Search code examples
pythonpandasscipyinterpolationcubic

Interpolate CubicSpline with Pandas


I have a dataframe with ResidMat and Price, I use scipy to find the interpolate CubicSpline. I used CubicSpline and apply to find all data on my dataset. But it's not very fast, because in this case have no more data. I will have more than a hundred data and it's very slow.

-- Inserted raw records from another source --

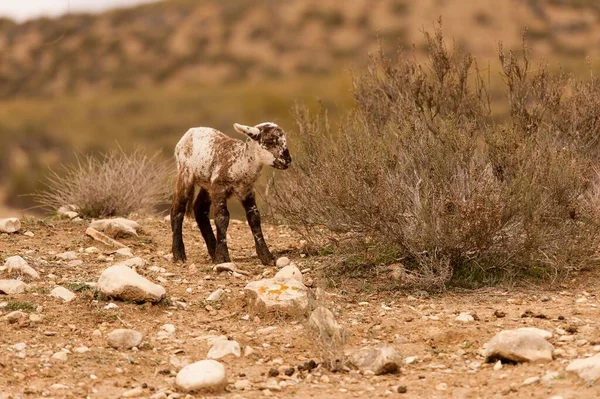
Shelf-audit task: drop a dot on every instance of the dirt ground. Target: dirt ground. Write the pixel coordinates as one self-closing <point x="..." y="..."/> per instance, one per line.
<point x="448" y="361"/>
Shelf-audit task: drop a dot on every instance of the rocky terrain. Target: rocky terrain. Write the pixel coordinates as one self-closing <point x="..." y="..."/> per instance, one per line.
<point x="98" y="310"/>
<point x="177" y="42"/>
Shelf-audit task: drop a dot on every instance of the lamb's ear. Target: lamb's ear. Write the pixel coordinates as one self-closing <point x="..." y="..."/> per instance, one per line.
<point x="249" y="131"/>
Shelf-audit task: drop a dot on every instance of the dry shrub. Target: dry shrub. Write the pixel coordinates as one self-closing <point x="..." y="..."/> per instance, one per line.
<point x="421" y="174"/>
<point x="112" y="184"/>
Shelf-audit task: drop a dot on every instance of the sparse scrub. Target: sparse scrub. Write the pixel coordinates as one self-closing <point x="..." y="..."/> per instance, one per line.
<point x="112" y="184"/>
<point x="420" y="171"/>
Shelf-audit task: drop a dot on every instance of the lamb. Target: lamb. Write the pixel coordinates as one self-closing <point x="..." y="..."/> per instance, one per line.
<point x="212" y="167"/>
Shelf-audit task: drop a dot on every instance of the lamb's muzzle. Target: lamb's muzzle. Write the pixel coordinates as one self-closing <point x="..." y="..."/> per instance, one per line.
<point x="211" y="168"/>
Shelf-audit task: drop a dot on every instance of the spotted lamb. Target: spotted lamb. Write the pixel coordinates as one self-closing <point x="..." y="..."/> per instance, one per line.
<point x="213" y="167"/>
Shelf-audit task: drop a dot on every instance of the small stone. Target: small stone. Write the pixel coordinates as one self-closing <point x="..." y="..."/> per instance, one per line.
<point x="10" y="225"/>
<point x="242" y="385"/>
<point x="289" y="272"/>
<point x="518" y="346"/>
<point x="15" y="316"/>
<point x="531" y="380"/>
<point x="282" y="262"/>
<point x="273" y="296"/>
<point x="222" y="347"/>
<point x="60" y="356"/>
<point x="588" y="369"/>
<point x="70" y="255"/>
<point x="216" y="295"/>
<point x="205" y="375"/>
<point x="120" y="281"/>
<point x="410" y="360"/>
<point x="124" y="339"/>
<point x="464" y="317"/>
<point x="12" y="287"/>
<point x="62" y="293"/>
<point x="81" y="349"/>
<point x="124" y="252"/>
<point x="380" y="359"/>
<point x="16" y="264"/>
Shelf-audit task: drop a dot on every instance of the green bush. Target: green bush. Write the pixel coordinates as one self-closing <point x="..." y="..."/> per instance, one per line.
<point x="421" y="174"/>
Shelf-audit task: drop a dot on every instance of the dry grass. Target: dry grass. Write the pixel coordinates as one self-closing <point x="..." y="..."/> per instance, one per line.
<point x="113" y="184"/>
<point x="422" y="175"/>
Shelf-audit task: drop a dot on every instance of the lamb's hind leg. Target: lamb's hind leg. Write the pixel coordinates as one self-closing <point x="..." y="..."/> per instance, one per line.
<point x="222" y="223"/>
<point x="202" y="214"/>
<point x="253" y="217"/>
<point x="180" y="200"/>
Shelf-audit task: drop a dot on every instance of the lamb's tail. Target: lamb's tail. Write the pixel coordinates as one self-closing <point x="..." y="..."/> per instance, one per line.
<point x="189" y="210"/>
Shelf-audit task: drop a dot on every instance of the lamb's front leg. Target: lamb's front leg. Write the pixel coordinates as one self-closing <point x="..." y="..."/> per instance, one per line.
<point x="222" y="223"/>
<point x="253" y="217"/>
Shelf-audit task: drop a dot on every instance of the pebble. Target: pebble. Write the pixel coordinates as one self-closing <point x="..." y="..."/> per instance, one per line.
<point x="60" y="356"/>
<point x="531" y="380"/>
<point x="124" y="339"/>
<point x="205" y="375"/>
<point x="216" y="295"/>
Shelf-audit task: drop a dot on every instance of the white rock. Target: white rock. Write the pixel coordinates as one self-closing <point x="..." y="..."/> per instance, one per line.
<point x="124" y="252"/>
<point x="216" y="295"/>
<point x="410" y="360"/>
<point x="60" y="356"/>
<point x="223" y="347"/>
<point x="518" y="346"/>
<point x="531" y="380"/>
<point x="543" y="333"/>
<point x="119" y="281"/>
<point x="274" y="296"/>
<point x="588" y="369"/>
<point x="10" y="225"/>
<point x="464" y="317"/>
<point x="117" y="227"/>
<point x="282" y="262"/>
<point x="205" y="375"/>
<point x="328" y="334"/>
<point x="380" y="359"/>
<point x="81" y="349"/>
<point x="69" y="211"/>
<point x="15" y="316"/>
<point x="69" y="255"/>
<point x="242" y="385"/>
<point x="62" y="293"/>
<point x="133" y="393"/>
<point x="16" y="264"/>
<point x="166" y="331"/>
<point x="133" y="262"/>
<point x="19" y="347"/>
<point x="549" y="376"/>
<point x="12" y="287"/>
<point x="124" y="338"/>
<point x="290" y="272"/>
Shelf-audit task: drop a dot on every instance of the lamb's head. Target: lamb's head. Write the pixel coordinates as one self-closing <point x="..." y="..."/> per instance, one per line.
<point x="271" y="141"/>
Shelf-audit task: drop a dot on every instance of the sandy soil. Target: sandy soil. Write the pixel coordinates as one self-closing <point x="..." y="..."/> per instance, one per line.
<point x="448" y="362"/>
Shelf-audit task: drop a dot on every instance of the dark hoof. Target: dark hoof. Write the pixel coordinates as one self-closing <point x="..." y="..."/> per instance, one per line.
<point x="267" y="260"/>
<point x="179" y="256"/>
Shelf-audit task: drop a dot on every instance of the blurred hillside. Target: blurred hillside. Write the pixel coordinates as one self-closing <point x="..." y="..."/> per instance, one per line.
<point x="142" y="76"/>
<point x="178" y="42"/>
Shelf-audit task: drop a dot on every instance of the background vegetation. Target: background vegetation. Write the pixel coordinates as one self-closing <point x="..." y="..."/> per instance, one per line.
<point x="142" y="76"/>
<point x="421" y="174"/>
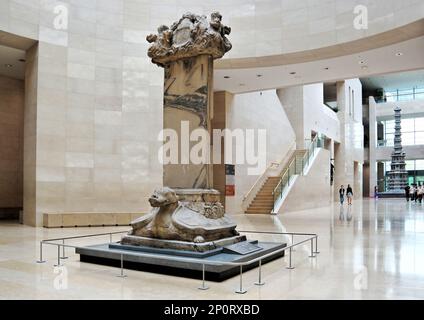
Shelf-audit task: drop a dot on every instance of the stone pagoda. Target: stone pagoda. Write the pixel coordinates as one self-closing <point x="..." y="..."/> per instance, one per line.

Do you have an idea to do that but maybe with a matrix ?

Thank you,

    def add_interpolated_price(row, generic_residmat):
        from scipy.interpolate import CubicSpline
        residmats = row[['ResidMat']].values
        prices = row[['Price']].values
        cs = CubicSpline(residmats, prices)
        return float(cs(generic_residmat))

    df = pd.DataFrame([[1,18,38,58,83,103,128,148,32.4,32.5,33.8,33.5,32.8,32.4,32.7],[2,17,37,57,82,102,127,147,31.2,31.5,32.7,33.2,32.5,32.9,33.3]],columns = ['index','ResidMat','ResidMat','ResidMat','ResidMat','ResidMat','ResidMat','ResidMat','Price','Price','Price','Price','Price','Price','Price'],index=['2010-06-25','2010-06-28'])
    my_resimmat = 30
    df['Generic_Value'] =  df.apply(lambda row: add_interpolated_price(row, generic_residmat=my_resimmat), axis=1)

Solution

  • After looking at the profile of this code most of the time is spent in interpolating so the best thing I would suggest is going pandarallel. Make Pandas DataFrame apply() use all cores? has the details. My fave is this method... (outline code below)

    from pandarallel import pandarallel
    from math import sin
    
    pandarallel.initialize()
    
    def func(x):
        return sin(x**2)
    
    df.parallel_apply(func, axis=1)
    

    but this only works on Linux and Macos, on Windows, Pandarallel will work only if the Python session is executed from Windows Subsystem for Linux (WSL).